2 使用Constants 或者Load/Fetch来替代大量的if-elseif实现查找表 lookup table
DX11 SDK有一个例子是实现BC6/BC7这两种纹理文件的压缩编码和解压缩的。这个例子实际上效率是相当的低。
D:\Program Files\Microsoft DirectX SDK (June 2010)\Samples\C++\Direct3D11\BC6HBC7EncoderDecoder11\BC6HDecode.hlsl
其中函数extract_mode_index最为典型:
static const uint candidateModeMask[2] = { 0x03, 0x1f };
static const uint candidateModeMemory[14] = { 0x00, 0x01,
0x02, 0x06, 0x0A, 0x0E, 0x12, 0x16, 0x1A, 0x1E, 0x03, 0x07, 0x0B, 0x0F };
int extract_mode_index( uint4 block )
{
int mode_index;
uint type = block.r & candidateModeMask[0];
if ( type == candidateModeMemory[0] )
{
mode_index = 0;
}
else if ( type == candidateModeMemory[1] )
{
mode_index = 1;
}
else
{
type = block.r & candidateModeMask[1];
if ( type == candidateModeMemory[2] )
{
mode_index = 2;
}
else if ( type == candidateModeMemory[3] )
{
mode_index = 3;
}
else if ( type == candidateModeMemory[4] )
{
mode_index = 4;
}
else if ( type == candidateModeMemory[5] )
{
mode_index = 5;
}
else if ( type == candidateModeMemory[6] )
{
mode_index = 6;
}
else if ( type == candidateModeMemory[7] )
{
mode_index = 7;
}
else if ( type == candidateModeMemory[8] )
{
mode_index = 8;
}
else if ( type == candidateModeMemory[9] )
{
mode_index = 9;
}
else if ( type == candidateModeMemory[10] )
{
mode_index = 10;
}
else if ( type == candidateModeMemory[11] )
{
mode_index = 11;
}
else if ( type == candidateModeMemory[12] )
{
mode_index = 12;
}
else if ( type == candidateModeMemory[13] )
{
mode_index = 13;
}
}
return mode_index;
}
将它装化为一小段OpenCL代码,Stream KernelAnalyzer编译为46条ALU和37条CF指令,预计HD5870处理能力为15335M theads/Sec. 如果计算最坏情况,也就是经过每个分支,总共14分支,性能会下降到1/7的能力 2200M Theads/Sec。

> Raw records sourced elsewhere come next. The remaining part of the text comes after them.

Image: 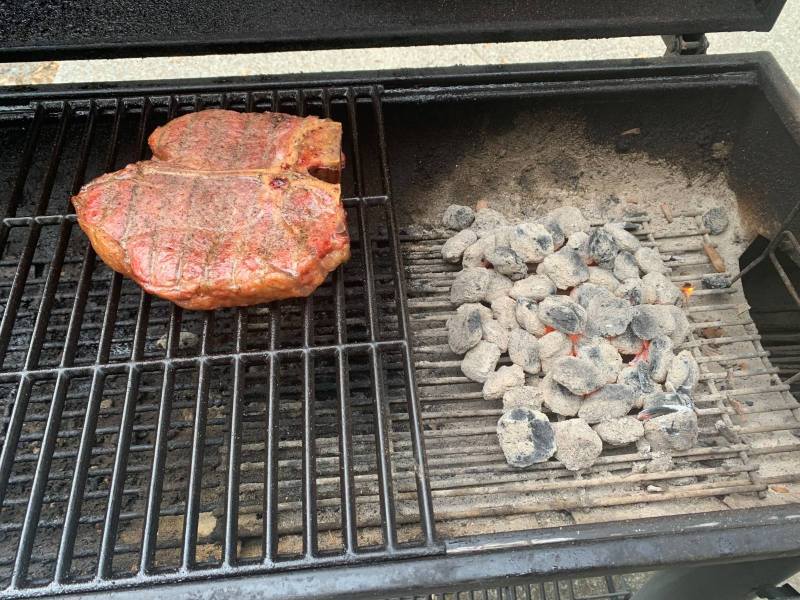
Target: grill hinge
[661,33,708,56]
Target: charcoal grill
[0,0,800,598]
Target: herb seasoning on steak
[72,110,350,310]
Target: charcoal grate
[0,87,440,597]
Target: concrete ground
[0,2,800,88]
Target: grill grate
[402,211,800,536]
[0,87,440,596]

__kernel void extract_mode_index( __global int* input , __global int* output )
{
int gid = get_global_id(0);
int mode_index;
const uint candidateModeMask[2] = { 0x03, 0x1f };
const uint candidateModeMemory[14] = { 0x00, 0x01,
0x02, 0x06, 0x0A, 0x0E, 0x12, 0x16, 0x1A, 0x1E, 0x03, 0x07, 0x0B, 0x0F };
uint block_r = input[gid];
uint type = block_r & candidateModeMask[0];
if ( type == candidateModeMemory[0] )
{
mode_index = 0;
}
else if ( type == candidateModeMemory[1] )
{
mode_index = 1;
}
else
{
type = block_r & candidateModeMask[1];
if ( type == candidateModeMemory[2] )
{
mode_index = 2;
}
else if ( type == candidateModeMemory[3] )
{
mode_index = 3;
}
else if ( type == candidateModeMemory[4] )
{
mode_index = 4;
}
else if ( type == candidateModeMemory[5] )
{
mode_index = 5;
}
else if ( type == candidateModeMemory[6] )
{
mode_index = 6;
}
else if ( type == candidateModeMemory[7] )
{
mode_index = 7;
}
else if ( type == candidateModeMemory[8] )
{
mode_index = 8;
}
else if ( type == candidateModeMemory[9] )
{
mode_index = 9;
}
else if ( type == candidateModeMemory[10] )
{
mode_index = 10;
}
else if ( type == candidateModeMemory[11] )
{
mode_index = 11;
}
else if ( type == candidateModeMemory[12] )
{
mode_index = 12;
}
else if ( type == candidateModeMemory[13] )
{
mode_index = 13;
}
}
output[gid] = mode_index;
}
使用查找表, Stream KernelAnalyzer编译为14条ALU和5条CF指令,1条VFetch指令,性能稳定为19429M threads/sec。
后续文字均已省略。